悟りを開くためにはどれほど努力すればいいか

釈迦のような宿善がある天才でも血のにじむ努力をしました。まして、われわれ凡人は努力するしかありません。

他力仏教でも努力は必要

浄土門他力の道であっても、自分の力で求めようと努力する、自力の心がけが必要です。
・自己に勝つのは難しい
求道は自己を知る道です。

「自分」とは何か?人生は自分を知るためにある。自分を客観視する方法とは?本当のマインドフルネスとは?

自己を知るには、自己に勝つ必要がありますが、それは非常に難しいことです。見えないのでわかりづらいですが、自己との闘いは激しい闘争です。
「山中の賊を破るのは易く、心中の賊を破るのは難し」(与楊仕徳薛尚誠書)

「自らに勝つことこそ、最も難しい勝利」(アリストテレス/哲学者)

「自己に打ち勝つことは勝利のうちで最大のものである」(プラトン/哲学者)

「運動のほうがなじみ深いし、男らしい。何かをしているという実感がある。ところが、静かに瞑想するのには、ある人の言葉によれば『女々しい感じ』がある。瞑想は、外からは何もしていないように見える。しかし、本当は瞑想とは力強い行動的なプロセスなのである」(ディーン・オーニッシュ/カリフォルニア大学サンフランシスコ校医学部教授)

「『気づき』を促すためであれば、時に大きく感情を揺るがすような攻撃的言動も辞さないほどの姿勢が取られ、まさしく壮絶な苦闘が繰り広げられることもしばしば見られる。『気づき』という契機は、それほどの努力をもってして、ようやく得られる困難な過程であり、またそれほどの努力をしてでも手にするべき、重大なものであるともいえるだろう」(安藤治/精神科医/花園大学教授)

求道は自己との戦いの連続です。内側からは煩悩が逆巻き、外側からは迷った大衆が圧力をかけてきますが、それらに勝ち続ける必要があります。二河白道の通りです。

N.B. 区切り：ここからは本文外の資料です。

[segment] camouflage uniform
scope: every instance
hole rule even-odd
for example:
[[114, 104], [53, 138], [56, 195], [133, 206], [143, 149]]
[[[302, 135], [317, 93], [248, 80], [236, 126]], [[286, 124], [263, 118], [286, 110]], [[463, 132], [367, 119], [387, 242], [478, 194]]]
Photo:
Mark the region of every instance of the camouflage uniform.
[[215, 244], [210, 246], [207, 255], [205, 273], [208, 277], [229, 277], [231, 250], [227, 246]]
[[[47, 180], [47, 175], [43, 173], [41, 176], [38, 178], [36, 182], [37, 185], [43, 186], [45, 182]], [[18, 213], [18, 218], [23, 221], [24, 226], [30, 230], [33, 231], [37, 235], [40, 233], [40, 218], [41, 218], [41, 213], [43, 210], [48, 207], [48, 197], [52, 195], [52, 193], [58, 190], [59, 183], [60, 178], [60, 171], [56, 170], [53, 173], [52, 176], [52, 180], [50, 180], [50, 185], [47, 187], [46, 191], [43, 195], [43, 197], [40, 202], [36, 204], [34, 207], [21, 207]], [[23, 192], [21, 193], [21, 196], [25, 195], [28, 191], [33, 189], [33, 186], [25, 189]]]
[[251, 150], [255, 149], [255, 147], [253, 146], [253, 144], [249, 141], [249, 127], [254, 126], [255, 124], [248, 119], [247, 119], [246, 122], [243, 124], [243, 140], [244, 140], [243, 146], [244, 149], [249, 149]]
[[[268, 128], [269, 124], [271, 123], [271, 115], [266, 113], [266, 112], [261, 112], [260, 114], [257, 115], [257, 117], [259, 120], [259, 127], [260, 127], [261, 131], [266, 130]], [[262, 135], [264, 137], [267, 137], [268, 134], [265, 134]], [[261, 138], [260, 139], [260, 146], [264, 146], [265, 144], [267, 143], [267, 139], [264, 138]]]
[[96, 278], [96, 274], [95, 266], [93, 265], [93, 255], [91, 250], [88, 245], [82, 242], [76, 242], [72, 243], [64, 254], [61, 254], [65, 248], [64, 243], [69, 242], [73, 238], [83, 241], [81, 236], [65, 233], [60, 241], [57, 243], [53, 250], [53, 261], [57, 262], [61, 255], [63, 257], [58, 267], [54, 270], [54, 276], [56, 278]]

最終的には、死や地獄に飛び込む覚悟が要求されますが、こんなに恐ろしく勇気がいることはありません。

地獄は本当にあるのか?苦しみはどれくらいか?誰が堕ちるのか?

・煩悩は闘うもの
「理性は羅針であり、欲望は嵐である」(ポープ/詩人)
「欲望は理性に支配されるべきである」(キケロ/哲学者)

煩悩は付き合うものではなく闘うものです。死の解決をした後は煩悩が邪魔になりませんが、信前は煩悩が邪魔になるため闘う必要があります。闘っても消すことはできませんが、信前でも多少はコントロールできるようになり、惑わされにくくなります。四弘誓願には「煩悩無数誓願断」とあり、これは簡単に言えば、「規則正しい生活をする」という誓いです。

・努力しないのは無力
「他力なのだから何もしなくてもいい」と誤解する人がいますが、これは無力の状態であり、これでは他力が働きません。他力が働くには、一生懸命自力で求める必要があります。一生懸命自力で求め、自力無効と知らされた時に他力が働きます。どんなに優れた薬があっても、本人が飲もうと努力しなければ意味がないのです。
「自力にて往生せんと思うは、闇夜に、わが眼の力にて、物を見んと思わんがごとし。更に叶うべからず。日輪の光を我が眼に受け取りて所縁の境を照らしみる、これ、しかしながら日輪の力なり。ただし、日の照らす因ありとも、生盲の者は見るべからず、また、眼開きたる縁ありとも、闇夜には見るべからず。日と眼と、因縁和合して物を見るがごとし」(安心決定鈔)
(訳:自力で往生しようと思うのは、闇夜に自分の目で物を見ようと思うようなものであって、それは不可能である。日の光を自分の目に受け取って物を見ることができるのであるが、これは光の力である。しかし、光が照らすという因があっても、盲目の人は見ることができない。また、目が見えるという縁があっても闇夜には見ることができない。日の光と目、因と縁が結びついて初めて物が見えるのである)

「こうした研究結果から明らかになったのは、あなたが悟りを求めているなら、自分の通常のものの考え方や現実の体験の仕方を積極的に阻害することで、自ら意図的に悟りを求めていかなければならないということだ」(アンドリュー・ニューバーグ/神経科学者/トーマス・ジェファーソン大学医学部教授)

自己を知るというのはこれほど難しいことですが、現代の仏教は「簡単に悟りを開ける」という主張で溢れてしまっています。
「大乗経典とそれを奉じる大乗仏教徒は、悟りを上手に売り込んだように見えます。『お釈迦さまの教えでは悟りはなかなか難しい。さてどうしようか』と悩んでいるところに、『こっちのお経なら簡単に悟れますよ』と呼び込むのです。しかし、そう簡単に悟れるものでしょうか」(藤本晃/広島大学大学院文学研究科客員教授)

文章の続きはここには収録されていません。